François Fillon et les femmes, tout un programme

A l'occasion de la Journée Internationale des Droits des Femmes, mercredi 8 mars, François Fillon a détaillé ses mesures pour les Françaises. Le Journal des Femmes a assisté à son discours, au quartier général des Républicains.

© NICOLAS MESSYASZ/SIPA

C'est fou l'importance que les dates peuvent avoir dans la sphère politique. Le calendrier est rythmé par les commémorations, les scrutins ou les Journées mondiales. Au hasard, le 8 mars, Journée Internationale des Droits des Femmes. C'est précisément ce jour qu'ont choisi de nombreux candidats à l'élection présidentielle pour dévoiler leur programme pour les Françaises. Opportunisme politique ou clin d'œil volontaire au calendrier ? François Fillon y est lui aussi allé de son meeting, organisé au QG des Républicains mercredi par le collectif "Les Femmes avec Fillon", pour dévoiler ses mesures à destination de ces dernières. Hasard du calendrier là-encore, mais l'effet miroir est savoureux, alors que plane encore sur le candidat "l'affaire Penelope". Le Journal des Femmes y était.

Les femmes sont venues en masse ce soir-là. Le premier étage du bâtiment, situé dans le 15e arrondissement de Paris, est bondé. Les murs sont habillés avec des photos de François Fillon en campagne tandis que les haut-parleurs diffusent un morceau de musique classique, étouffé par le brouhaha de la salle. Le public n'est pas très discipliné : une femme demande plusieurs fois aux visiteurs de s'asseoir pour libérer les couloirs, en vain. Les murmures ambiants sont finalement remplacés par de chaleureux applaudissements quand François Fillon fait son apparition. Le public se lève et l'ancien Premier ministre fait le tour de la pièce, serrant des mains alors que la foule scande "Fillon président !". A gauche, un groupe de femmes se fait prendre en photo, bras dessus bras dessous, comme des jeunes à un concert.

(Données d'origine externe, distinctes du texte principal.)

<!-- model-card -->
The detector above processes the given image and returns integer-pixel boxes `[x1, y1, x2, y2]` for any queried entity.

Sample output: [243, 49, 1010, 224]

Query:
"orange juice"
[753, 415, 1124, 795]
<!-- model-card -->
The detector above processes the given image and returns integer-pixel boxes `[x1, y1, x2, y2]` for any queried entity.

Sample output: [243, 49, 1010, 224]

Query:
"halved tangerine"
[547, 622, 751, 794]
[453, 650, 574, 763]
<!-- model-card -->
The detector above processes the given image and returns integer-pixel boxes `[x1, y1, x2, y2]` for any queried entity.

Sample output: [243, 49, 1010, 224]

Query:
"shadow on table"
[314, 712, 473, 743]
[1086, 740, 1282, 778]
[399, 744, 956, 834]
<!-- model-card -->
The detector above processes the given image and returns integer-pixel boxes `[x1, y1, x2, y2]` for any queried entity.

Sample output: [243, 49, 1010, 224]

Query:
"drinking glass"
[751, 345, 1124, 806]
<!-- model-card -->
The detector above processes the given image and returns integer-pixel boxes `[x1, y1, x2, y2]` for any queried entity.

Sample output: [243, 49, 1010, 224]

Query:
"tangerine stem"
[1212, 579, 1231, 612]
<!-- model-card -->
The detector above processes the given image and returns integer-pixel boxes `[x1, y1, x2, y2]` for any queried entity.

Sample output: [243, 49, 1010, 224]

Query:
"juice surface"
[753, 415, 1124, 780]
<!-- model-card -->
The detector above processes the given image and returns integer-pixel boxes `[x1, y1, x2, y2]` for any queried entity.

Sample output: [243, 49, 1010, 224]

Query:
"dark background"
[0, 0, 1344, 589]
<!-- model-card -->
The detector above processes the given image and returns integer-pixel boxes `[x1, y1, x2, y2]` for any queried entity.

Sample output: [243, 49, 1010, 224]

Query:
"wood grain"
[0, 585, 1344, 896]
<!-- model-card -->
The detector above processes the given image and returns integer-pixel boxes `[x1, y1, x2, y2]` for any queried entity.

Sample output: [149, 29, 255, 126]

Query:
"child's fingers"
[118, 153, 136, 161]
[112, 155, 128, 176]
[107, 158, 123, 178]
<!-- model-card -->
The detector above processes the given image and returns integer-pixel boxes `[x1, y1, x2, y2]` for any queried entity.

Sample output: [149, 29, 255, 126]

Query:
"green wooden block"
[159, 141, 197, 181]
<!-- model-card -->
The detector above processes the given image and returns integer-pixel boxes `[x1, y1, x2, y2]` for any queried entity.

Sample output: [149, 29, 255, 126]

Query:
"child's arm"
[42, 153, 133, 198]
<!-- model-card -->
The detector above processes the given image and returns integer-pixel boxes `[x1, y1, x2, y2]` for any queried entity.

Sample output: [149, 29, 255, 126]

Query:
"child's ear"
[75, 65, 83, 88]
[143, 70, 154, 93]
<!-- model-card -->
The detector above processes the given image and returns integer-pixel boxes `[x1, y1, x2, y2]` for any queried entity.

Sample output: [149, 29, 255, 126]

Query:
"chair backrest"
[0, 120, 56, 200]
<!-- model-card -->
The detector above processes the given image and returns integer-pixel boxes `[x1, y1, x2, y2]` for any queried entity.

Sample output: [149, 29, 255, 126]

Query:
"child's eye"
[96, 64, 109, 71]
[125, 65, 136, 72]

"Arrêtons de nous voiler la face"

Le candidat commence son allocution en résumant la problématique en ces termes : "Réfléchir à ce que l'on peut faire de plus pour que les femmes occupent l'espace qui leur revient dans la société", ajoutant qu'il y a des "raisons d'être vigilants et inquiets aujourd'hui" compte tenu de ce que vivent les femmes en France. "Arrêtons de nous voiler la face", assène-t-il - le double sens de la formule déclenche l'hilarité de la salle et des applaudissements nourris. François Fillon réaffirme la nécessité de défendre les jeunes filles dans les cités et réclame la fermeture des lieux de cultes où "on appelle à la haine et à la violence". Il rappelle qu'il est essentiel de ne pas banaliser les incivilités dont sont victimes les femmes dans l'espace public et égraine ses propositions pour lutter contre les violences conjugales, comme le développement de l'hébergement d'urgence ou la mise en place d'intervenants sociaux dans les gendarmeries.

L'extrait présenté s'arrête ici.